For years, Meta Platforms was the company that gave its AI away. Its Llama series, a family of large language models released under permissive open-source terms, became the default starting point for developers who wanted to build AI features without paying licensing fees to OpenAI or Google. That strategy is over.
Meta on April 8, 2026 unveiled Muse Spark, its first model from the internal team it assembled under Scale AI founder Alexandr Wang. Muse Spark is closed. Developers cannot download, inspect, or modify it. Meta is considering selling Application Programming Interface (API) access to Muse Spark, which would mark the first time the company charges developers directly for its most capable AI system, according to Moneycontrol.
The reversal landed the same day Meta said it expects to spend up to $135 billion on AI development in 2026, Mashable reported, nearly doubling the $72 billion it allocated in 2025.
The pivot from open to closed was swift and total. Llama was one of the most consequential open-source AI releases in recent memory. Now the flagship product from Meta's most expensive internal AI team runs on the opposite model.
Wang, a 29-year-old entrepreneur, sold Scale AI, a data labeling and AI evaluation firm, to Meta in June 2025 in a deal valued at $14.3 billion. Meta took a 49 percent stake in Scale AI but secured no voting power on its board. Wang brought more than 50 researchers poached from OpenAI, Anthropic, and Google, a concentrated hiring push that CEO Mark Zuckerberg called a pivotal bet on the company's AI future. Muse Spark, internally code-named Avocado, was built in roughly nine months.
On most benchmarks, Muse Spark is competitive with systems from Google, OpenAI, and Anthropic. On coding, it lags. The New York Times reported that the model still trailed on coding ability, even as it performed nearly as well as the top competitors on writing and reasoning tasks.
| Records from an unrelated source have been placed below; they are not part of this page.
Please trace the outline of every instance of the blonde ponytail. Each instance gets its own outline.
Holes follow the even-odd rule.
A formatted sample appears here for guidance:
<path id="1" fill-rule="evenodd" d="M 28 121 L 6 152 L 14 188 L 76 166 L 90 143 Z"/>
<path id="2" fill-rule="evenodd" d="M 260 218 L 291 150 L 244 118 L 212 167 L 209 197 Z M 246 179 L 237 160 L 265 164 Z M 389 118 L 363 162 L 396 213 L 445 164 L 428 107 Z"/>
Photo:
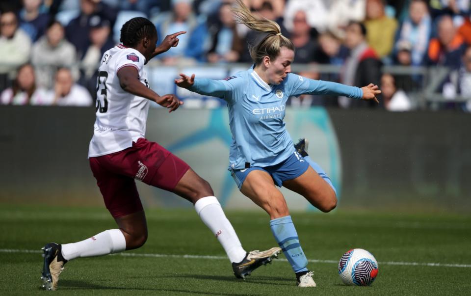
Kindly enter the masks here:
<path id="1" fill-rule="evenodd" d="M 254 31 L 268 33 L 258 45 L 250 47 L 250 55 L 256 65 L 262 62 L 263 57 L 268 56 L 274 60 L 280 54 L 282 47 L 294 50 L 293 42 L 281 34 L 281 29 L 276 22 L 267 19 L 259 20 L 241 0 L 236 0 L 236 5 L 231 8 L 237 24 L 243 24 Z"/>

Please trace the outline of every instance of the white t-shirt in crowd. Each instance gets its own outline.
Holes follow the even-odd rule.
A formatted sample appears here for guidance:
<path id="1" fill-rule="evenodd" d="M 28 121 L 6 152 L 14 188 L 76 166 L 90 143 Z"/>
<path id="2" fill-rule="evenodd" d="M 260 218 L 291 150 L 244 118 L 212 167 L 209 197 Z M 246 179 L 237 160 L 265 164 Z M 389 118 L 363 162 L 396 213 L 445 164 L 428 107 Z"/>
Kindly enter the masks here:
<path id="1" fill-rule="evenodd" d="M 34 91 L 29 102 L 28 94 L 26 92 L 19 92 L 13 96 L 13 90 L 11 88 L 7 88 L 0 95 L 0 102 L 5 105 L 50 105 L 53 100 L 53 97 L 52 98 L 47 90 L 41 88 Z"/>
<path id="2" fill-rule="evenodd" d="M 144 137 L 150 101 L 123 90 L 117 73 L 124 67 L 134 67 L 139 80 L 148 87 L 145 62 L 138 51 L 121 44 L 103 54 L 98 68 L 97 120 L 88 157 L 121 151 Z"/>
<path id="3" fill-rule="evenodd" d="M 409 111 L 412 108 L 411 101 L 407 97 L 407 95 L 403 90 L 396 91 L 389 103 L 386 105 L 386 109 L 388 111 Z"/>
<path id="4" fill-rule="evenodd" d="M 53 91 L 52 92 L 52 95 L 54 97 Z M 86 88 L 74 84 L 68 94 L 57 100 L 56 104 L 59 106 L 91 106 L 93 103 L 92 97 Z"/>

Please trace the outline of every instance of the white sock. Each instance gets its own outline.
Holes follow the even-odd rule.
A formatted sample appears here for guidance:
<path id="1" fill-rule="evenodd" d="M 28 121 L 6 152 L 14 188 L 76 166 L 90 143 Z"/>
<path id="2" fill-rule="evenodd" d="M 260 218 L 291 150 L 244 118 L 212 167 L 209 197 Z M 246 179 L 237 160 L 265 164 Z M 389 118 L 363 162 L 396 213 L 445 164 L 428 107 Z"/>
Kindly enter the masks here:
<path id="1" fill-rule="evenodd" d="M 237 237 L 232 224 L 226 217 L 217 198 L 207 196 L 198 200 L 195 210 L 201 220 L 217 238 L 231 262 L 240 262 L 245 258 L 246 252 Z"/>
<path id="2" fill-rule="evenodd" d="M 84 241 L 62 245 L 62 256 L 66 260 L 107 255 L 126 249 L 126 240 L 119 229 L 106 230 Z"/>

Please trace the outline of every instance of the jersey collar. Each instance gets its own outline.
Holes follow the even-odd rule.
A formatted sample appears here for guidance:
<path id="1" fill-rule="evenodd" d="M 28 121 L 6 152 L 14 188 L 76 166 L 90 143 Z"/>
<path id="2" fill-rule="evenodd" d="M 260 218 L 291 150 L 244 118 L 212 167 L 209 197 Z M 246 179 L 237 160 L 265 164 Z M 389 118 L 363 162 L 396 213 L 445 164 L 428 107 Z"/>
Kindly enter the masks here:
<path id="1" fill-rule="evenodd" d="M 257 84 L 260 85 L 262 88 L 263 88 L 267 91 L 271 91 L 271 86 L 263 81 L 263 80 L 261 78 L 260 76 L 259 76 L 259 75 L 257 74 L 257 72 L 254 70 L 252 70 L 250 76 L 252 76 L 252 79 L 255 81 Z"/>

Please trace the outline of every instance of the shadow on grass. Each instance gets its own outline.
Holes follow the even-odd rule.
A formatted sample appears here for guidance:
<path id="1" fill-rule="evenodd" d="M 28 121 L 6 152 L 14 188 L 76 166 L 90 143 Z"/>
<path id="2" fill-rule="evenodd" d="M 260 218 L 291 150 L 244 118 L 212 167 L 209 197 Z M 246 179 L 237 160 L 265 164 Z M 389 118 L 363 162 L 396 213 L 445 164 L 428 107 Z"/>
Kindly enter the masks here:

For developers choosing an AI model, coding performance is often the deciding factor. That is where Muse Spark is weakest.
Wang has highlighted Contemplating mode, a multi-agent reasoning system that lets the model review and correct its own work before responding. It achieved 58 percent on Humanity's Last Exam, a benchmark designed to resist easy scores from frontier AI systems, and 38 percent on FrontierScience Research, Mashable reported. Contemplating mode is not available yet. Meta said it will be released gradually through its meta.ai website. The feature Wang is most proud of is the part users cannot try today.
Meta shares rose roughly 7 percent after the announcement, Reuters reported.
Muse Spark will initially be available only through Meta's own AI app and website, before gradually rolling out to WhatsApp, Instagram, Facebook, and Meta glasses, Reuters separately reported.
The $14.3 billion Scale AI deal is the least-discussed piece of this story and the most important one for understanding Meta's direction. Wang built Scale AI into one of the most influential AI data and evaluation companies in Silicon Valley by selling AI training and benchmarking services to the entire industry. Bringing him and his team in-house, at that price, was not an open-source gesture. It was a signal that Meta intended to compete directly with OpenAI and Anthropic on the proprietary model frontier.
Whether developers will pay for Muse Spark API access is an open question. Meta's track record as a platform for paid developer services is unproven. The company is still planning to release future open-source models, Bloomberg noted, which means the open-source strategy is not dead. It just no longer applies to the most capable model Meta makes.